為避免出糗,她厚著臉皮到處找人了解接收機、發射器、隔音間操作的規範。
在她啃著麵包充饑走出便利店時,看到衣著華貴的夫人下了勞斯萊斯汽車。
阮吟愣了愣,咽下嘴裏的麵包,笑著叫了聲:“媽......”
或許她應該用恭敬的態度叫一聲“葉夫人”更為合適。
十六歲那年的暑假,葉家真正的女兒被找回,她才知道原來自己不是爸媽親生的。
當年她和葉迎出生時趕上地震,那天出生的孩子都在同一間帳篷,就把孩子給抱錯了......

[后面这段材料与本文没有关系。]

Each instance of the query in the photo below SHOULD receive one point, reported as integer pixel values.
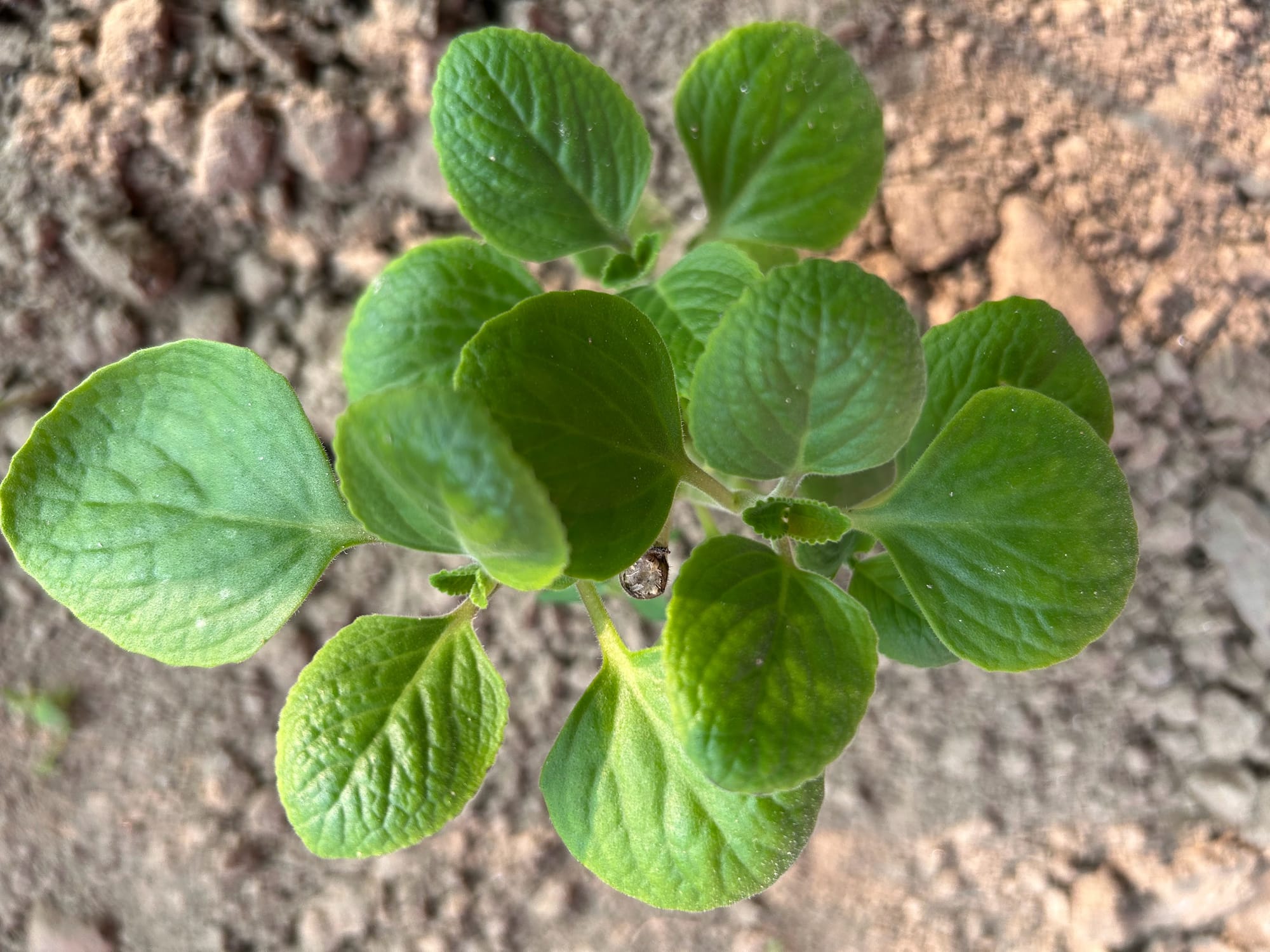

葉夫人抱著阮吟先哭了一陣,責怪她為什麼這麼久了不回家?
葉夫人怕是忘了,她在前不久去過葉家一次。
當時她親生父親病入膏肓,哭著求她想想辦法,讓他見葉迎最後一麵。
她去問葉家人的意思,結果連大門都沒進去。
【小姐,夫人和先生下過命令,誰敢在家裏提阮吟兩個字,一律家法處置!】
阮吟對葉夫人彎了彎嘴角,沒有說話。
她和葉夫人來到附近的咖啡館。
本想按照葉夫人的喜好點一杯加奶的冰咖啡,但是想到如今該改變的不該改變的都徹底變了,葉夫人的口味也應該變了,就沒再自作主張。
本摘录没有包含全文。